Mrs Georgiana Solomon (1844-1933) was the widow of the governor-general of Cape Colony and had for many years been active in social reform and suffrage movements. By 1910 she was living in West Hampstead and had already been arrested once. Five months after the photograph was taken she was assaulted in the course of the notorious ‘Black Friday’ debacle in Parliament Square and in March 1912 was imprisoned after taking part in the WSPU window-smashing campaign. Her daughter, Daisy, who was also an active WSPU member, featured in one of their publicity stunts, sent in 1909 as a ‘human letter to 10 Downing Street. She also served a prison term and by 1912 was organizing secretary of the Hampstead branch of the WSPU.

Given the family association, it is not surprising that Mrs Solomon’s son, who had been a student at the Royal Academy Schools, should have put his art to the service of the Cause. He later became director of the Sir J.J. School of Art in Bombay (Mumbai) before eventually returning to South Africa, the land of his birth. He is classed as a ‘South African artist’ but we can now appreciate that one of his earlier works was in support of the British women’s suffrage movement.

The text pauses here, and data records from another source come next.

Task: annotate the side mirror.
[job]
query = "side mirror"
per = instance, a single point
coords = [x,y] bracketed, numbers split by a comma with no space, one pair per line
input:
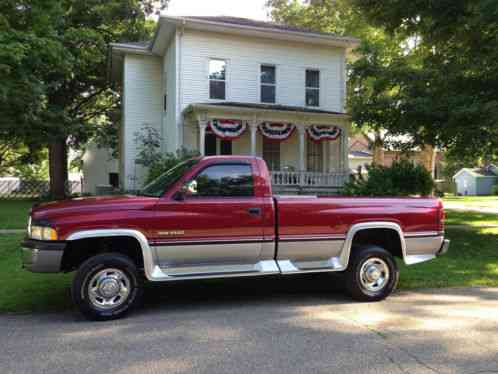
[189,188]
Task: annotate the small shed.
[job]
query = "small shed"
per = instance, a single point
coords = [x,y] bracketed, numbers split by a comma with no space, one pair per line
[476,181]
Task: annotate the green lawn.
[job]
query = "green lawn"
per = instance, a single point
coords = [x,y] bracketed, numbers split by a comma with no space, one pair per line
[471,261]
[458,217]
[14,213]
[472,201]
[21,290]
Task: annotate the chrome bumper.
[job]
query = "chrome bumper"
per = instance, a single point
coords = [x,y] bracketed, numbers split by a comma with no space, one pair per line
[42,257]
[444,247]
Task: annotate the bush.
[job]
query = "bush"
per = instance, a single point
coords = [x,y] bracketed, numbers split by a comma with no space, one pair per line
[495,190]
[401,179]
[148,142]
[168,161]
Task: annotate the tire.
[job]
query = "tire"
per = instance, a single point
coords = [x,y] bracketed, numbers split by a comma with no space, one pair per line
[365,265]
[107,286]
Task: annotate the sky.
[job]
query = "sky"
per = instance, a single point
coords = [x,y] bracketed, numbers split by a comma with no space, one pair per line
[254,9]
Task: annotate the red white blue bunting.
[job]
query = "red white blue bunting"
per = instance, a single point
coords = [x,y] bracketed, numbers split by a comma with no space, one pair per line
[276,131]
[319,133]
[227,129]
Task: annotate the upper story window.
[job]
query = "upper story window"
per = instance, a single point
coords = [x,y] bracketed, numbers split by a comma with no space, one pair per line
[217,79]
[268,83]
[312,87]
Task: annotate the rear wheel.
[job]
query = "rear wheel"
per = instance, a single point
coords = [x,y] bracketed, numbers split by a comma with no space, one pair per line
[372,274]
[107,286]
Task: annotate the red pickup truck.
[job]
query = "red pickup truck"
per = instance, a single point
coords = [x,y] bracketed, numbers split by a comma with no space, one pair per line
[215,217]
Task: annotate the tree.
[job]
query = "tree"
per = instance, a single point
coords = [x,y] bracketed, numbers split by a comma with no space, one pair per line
[425,68]
[54,88]
[371,93]
[450,94]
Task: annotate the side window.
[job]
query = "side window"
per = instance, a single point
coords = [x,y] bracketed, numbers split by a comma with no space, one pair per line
[228,180]
[217,79]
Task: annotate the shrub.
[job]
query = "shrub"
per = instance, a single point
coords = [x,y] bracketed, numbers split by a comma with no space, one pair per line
[168,161]
[148,143]
[402,178]
[495,189]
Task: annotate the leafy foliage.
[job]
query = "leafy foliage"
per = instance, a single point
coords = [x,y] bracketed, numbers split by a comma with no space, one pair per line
[424,68]
[402,178]
[149,155]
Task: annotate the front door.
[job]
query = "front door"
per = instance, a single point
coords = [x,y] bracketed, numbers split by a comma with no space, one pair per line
[218,225]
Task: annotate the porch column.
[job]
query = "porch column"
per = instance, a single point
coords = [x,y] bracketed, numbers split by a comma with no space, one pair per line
[301,130]
[202,136]
[253,127]
[344,148]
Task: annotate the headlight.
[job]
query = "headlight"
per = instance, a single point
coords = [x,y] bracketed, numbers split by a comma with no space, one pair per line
[43,233]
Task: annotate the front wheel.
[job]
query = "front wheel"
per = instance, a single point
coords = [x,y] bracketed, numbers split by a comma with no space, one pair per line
[107,286]
[372,274]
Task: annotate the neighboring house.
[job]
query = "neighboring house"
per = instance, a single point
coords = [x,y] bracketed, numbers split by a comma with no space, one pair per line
[477,181]
[224,85]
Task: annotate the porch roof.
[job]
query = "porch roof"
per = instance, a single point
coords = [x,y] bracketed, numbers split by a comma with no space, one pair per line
[268,112]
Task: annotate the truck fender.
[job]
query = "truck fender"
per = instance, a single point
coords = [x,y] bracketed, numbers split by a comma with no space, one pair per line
[354,229]
[106,233]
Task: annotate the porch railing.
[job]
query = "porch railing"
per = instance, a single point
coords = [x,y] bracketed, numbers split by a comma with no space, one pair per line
[309,179]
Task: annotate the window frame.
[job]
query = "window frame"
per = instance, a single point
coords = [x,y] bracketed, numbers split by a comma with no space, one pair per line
[261,84]
[225,81]
[306,87]
[240,163]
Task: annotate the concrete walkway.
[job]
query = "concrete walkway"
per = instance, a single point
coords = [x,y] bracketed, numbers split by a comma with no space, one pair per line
[470,208]
[12,231]
[254,327]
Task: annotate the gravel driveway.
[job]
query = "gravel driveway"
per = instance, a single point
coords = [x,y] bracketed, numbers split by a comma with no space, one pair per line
[264,326]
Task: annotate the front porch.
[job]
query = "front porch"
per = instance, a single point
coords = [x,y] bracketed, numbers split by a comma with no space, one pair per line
[301,160]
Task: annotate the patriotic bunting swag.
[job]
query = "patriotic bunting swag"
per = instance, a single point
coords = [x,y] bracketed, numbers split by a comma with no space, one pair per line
[319,133]
[227,129]
[276,131]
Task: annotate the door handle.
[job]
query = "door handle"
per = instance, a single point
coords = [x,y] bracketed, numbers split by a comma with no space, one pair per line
[254,211]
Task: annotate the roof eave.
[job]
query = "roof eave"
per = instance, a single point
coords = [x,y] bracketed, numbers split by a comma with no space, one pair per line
[335,41]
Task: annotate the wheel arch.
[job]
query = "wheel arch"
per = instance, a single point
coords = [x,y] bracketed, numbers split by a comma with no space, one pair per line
[110,234]
[361,231]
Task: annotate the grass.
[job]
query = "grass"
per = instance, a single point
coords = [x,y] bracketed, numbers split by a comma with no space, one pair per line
[473,201]
[14,213]
[458,217]
[471,261]
[22,291]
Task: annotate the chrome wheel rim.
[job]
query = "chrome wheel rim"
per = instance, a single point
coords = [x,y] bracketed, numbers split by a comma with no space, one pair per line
[109,288]
[374,274]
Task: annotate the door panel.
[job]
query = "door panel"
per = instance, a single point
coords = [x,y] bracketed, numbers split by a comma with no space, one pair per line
[211,231]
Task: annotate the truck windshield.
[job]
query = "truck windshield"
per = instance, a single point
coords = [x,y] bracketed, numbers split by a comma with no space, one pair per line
[158,186]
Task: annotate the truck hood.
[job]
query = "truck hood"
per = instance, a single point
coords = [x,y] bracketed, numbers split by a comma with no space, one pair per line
[56,209]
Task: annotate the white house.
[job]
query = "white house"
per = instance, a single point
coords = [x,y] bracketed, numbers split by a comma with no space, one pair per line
[224,85]
[477,181]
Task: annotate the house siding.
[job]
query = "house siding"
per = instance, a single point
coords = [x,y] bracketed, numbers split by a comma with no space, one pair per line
[143,104]
[244,56]
[170,135]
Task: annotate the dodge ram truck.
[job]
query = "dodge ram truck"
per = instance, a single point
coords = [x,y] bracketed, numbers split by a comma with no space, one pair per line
[216,217]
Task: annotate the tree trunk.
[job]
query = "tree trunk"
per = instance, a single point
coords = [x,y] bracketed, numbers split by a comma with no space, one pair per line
[429,158]
[378,154]
[57,156]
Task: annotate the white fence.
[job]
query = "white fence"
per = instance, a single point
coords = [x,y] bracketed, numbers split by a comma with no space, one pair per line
[14,188]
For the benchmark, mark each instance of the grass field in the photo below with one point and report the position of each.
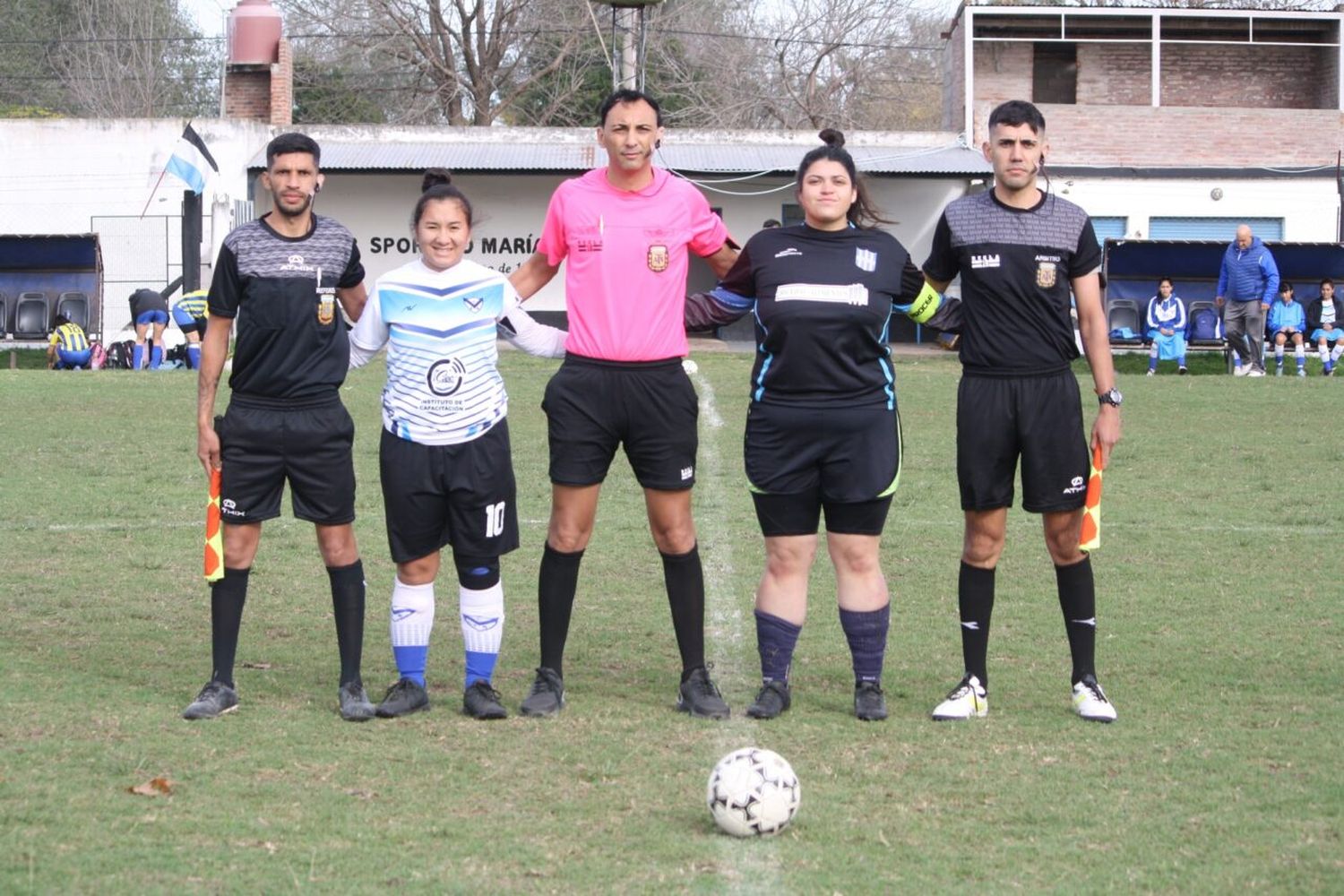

The newspaper article includes the information that the banner depicts ‘two life-size figures, a man and a woman, and the idea which the artist apparently means to convey is the dawn of a new era of political sex equality. The lettering ‘Political equality’ and ‘The old order changeth, giving place to new’ is conspicuous on the canvas’. I haven’t been able to spot the words ‘Political equality’, but perhaps they are on the reverse.

The Kilburn Times report tells us that the unfurling of the ‘Old Order Changeth’ banner took place at ‘Plympton House’, 154 Willesden Lane, which was the home of Mr and Mrs A.A. Jones, and that speeches were made by Helen Ogston and Flora Drummond. Mrs Eleanor Penn Gaskell was also present. Alas, I cannot identify the two young women holding the banner. Possible candidates that spring to mind are Daisy Solomon and Helen Ogston, but neither look quite like the women in the photograph. Nor are they, I think, any of the Hodgson Sisters.

I now see that the report for the WSPU N.W. London branch carried in the issue of Votes for Women for17 June 1910 declares ‘Let no local women miss the chance of walking in the great Procession under Mr W. E. Gladstone Solomon’s most beautiful banner’.

And there I rest my case…so pleased to have retrieved the story behind this most intriguing of photographs.